21 Setembro 2007, 17:13 - Pedro Flores Correia

O Dr. Vladimir Katkovnik, Investigador Sénior no Instituto de Processamento de
Sinal da Universidade de Tecnologia, Finlândia, apresentará as seguintes palestras:

-- 24 Set, segunda-feira, 10:00, Complexo Interdisciplinar:

"Novel overcomplete (redundant) representation techniques for image denoising".

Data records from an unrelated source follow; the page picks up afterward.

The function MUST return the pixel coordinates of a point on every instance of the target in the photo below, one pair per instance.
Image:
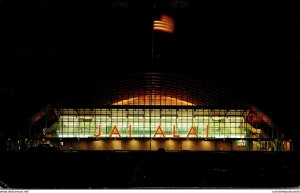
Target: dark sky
(50, 48)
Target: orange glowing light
(165, 24)
(154, 100)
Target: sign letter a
(192, 131)
(159, 131)
(115, 131)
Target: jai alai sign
(158, 132)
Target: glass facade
(148, 112)
(154, 123)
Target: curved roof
(156, 89)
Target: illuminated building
(152, 111)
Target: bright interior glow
(153, 100)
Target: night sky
(53, 48)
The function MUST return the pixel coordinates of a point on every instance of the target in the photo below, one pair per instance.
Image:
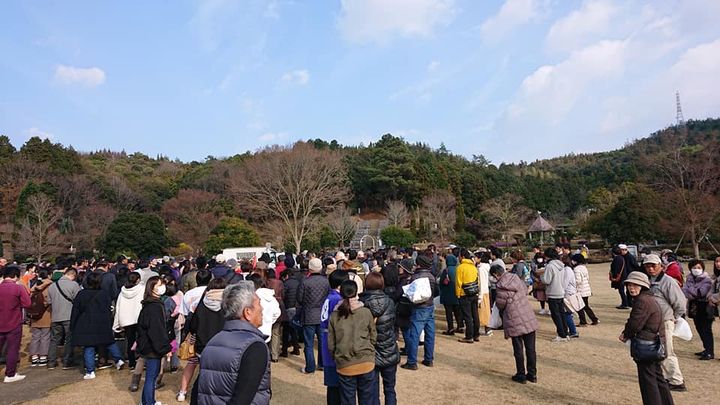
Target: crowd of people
(347, 309)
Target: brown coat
(518, 316)
(646, 318)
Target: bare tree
(397, 213)
(295, 185)
(39, 234)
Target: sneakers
(15, 378)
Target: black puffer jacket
(382, 308)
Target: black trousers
(453, 314)
(527, 342)
(557, 313)
(653, 387)
(469, 307)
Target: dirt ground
(595, 369)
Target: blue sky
(513, 80)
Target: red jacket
(13, 297)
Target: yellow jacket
(465, 273)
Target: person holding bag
(646, 331)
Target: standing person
(582, 282)
(13, 298)
(673, 304)
(153, 342)
(91, 323)
(351, 341)
(519, 322)
(448, 298)
(467, 291)
(61, 295)
(311, 296)
(698, 288)
(646, 323)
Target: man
(13, 298)
(235, 364)
(672, 301)
(310, 298)
(422, 318)
(60, 296)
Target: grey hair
(237, 297)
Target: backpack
(37, 306)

Abstract: Overcomplete representations arise naturally when data are processed by overlapping subsets, i.e. windows or blocks, and multiple estimates are obtained for each individual point. Estimation is composed from three successive steps: first data windowing (blocking); second, window-wise processing; and, third, calculation of the final estimate by fusing the multiple window-wise estimates. It is found, that this sort of redundant estimates essentially improves results versus the standard non-redundant transform-thresholding procedures. For example, it is well known that translation-invariant undecimated wavelets are dramatically more effective than the basic fully decimated orthogonal (or biorthogonal) wavelets for denoising by shrinkage. A number of advanced denoising algorithms demonstrating a very good performance have been recently developed (in Institute of Signal Processing, Tampere University of Technology) explicitly based on the over complete filtering in localized transform domain using a data-adaptive weighted average to combine the redundant local estimates. We focus our discussion on two algorithms: the discrete cosine transform (DCT) filtering with the starshaped adaptive neighborhoods found for each estimation point and the matching of the image blocks used for 3D grouping of 2D image data, then processed using the so-called collaborative filtering. In these algorithms we arrive to the multiple windowes estimates fused for calculation of the final estimate for each individual point. We discuss these algorithms in the context of evolution of the ideas and the algorithms from the fixed order point-wise local to adaptive order non-local approximations.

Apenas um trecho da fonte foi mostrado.